William J. Bennett and Seth Leibsohn dropped a load in the L.A. times with What happned to the marijuana stigma?

Twenty years ago, drug dealers were seen for what they were — criminal and dangerous elements in our society. They were shunned by the mainstream. People who sold marijuana were considered losers, in the business of harming our children. Parents warned their kids to stay away from those known to use drugs.

But thanks to the marijuana lobby, what was once scorned is hyped and celebrated — even as the drug has become more potent, with THC, the intoxicating chemical, present at much higher levels than in the 1990s. Dealers run state-sanctioned dispensaries, lobby to further legalize their product and receive positive media coverage when doing so.

Paul Armentano responds today: Drug warriors are still crying ‘reefer madness.’ The facts don’t support them.

In their op-ed article against cannabis legalization, former drug czar William J. Bennett and Seth Leibsohn yearn for a time when fear-mongering, not facts, drove the marijuana policy debate in America. Those days are over.

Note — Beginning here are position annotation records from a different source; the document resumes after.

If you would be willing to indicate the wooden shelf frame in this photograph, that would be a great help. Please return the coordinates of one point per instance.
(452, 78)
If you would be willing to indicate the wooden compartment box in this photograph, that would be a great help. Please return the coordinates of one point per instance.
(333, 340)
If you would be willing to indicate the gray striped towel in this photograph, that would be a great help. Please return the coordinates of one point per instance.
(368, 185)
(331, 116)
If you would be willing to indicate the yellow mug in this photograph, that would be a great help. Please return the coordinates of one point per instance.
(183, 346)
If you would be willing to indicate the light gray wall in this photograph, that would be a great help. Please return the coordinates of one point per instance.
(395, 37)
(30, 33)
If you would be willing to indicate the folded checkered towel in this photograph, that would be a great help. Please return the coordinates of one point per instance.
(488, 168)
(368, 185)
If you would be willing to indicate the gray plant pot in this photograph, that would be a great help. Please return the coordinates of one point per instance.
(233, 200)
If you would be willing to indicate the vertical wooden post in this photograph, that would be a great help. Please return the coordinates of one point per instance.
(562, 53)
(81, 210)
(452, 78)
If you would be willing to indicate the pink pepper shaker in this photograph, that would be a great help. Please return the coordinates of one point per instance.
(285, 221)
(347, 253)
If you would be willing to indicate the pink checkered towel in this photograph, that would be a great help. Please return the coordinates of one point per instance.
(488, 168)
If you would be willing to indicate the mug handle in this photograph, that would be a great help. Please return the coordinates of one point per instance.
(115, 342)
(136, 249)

Bennett and Leibsohn blame the “marijuana lobby” for re-shaping the way Americans think about what they consider to be a truly dangerous drug. But the reality is that voters’ views on pot have evolved in recent years based on both the failures of prohibition and the success of legalization and regulation. For decades, those opposed to amending cannabis criminalization warned that any significant change in marijuana policy would lead to a plethora of unintended consequences. Yet the initial experience in Colorado and Washington, in addition to many other states’ deep-rooted experiences regulating the production and distribution of marijuana for therapeutic purposes, has shown these fears to be misplaced.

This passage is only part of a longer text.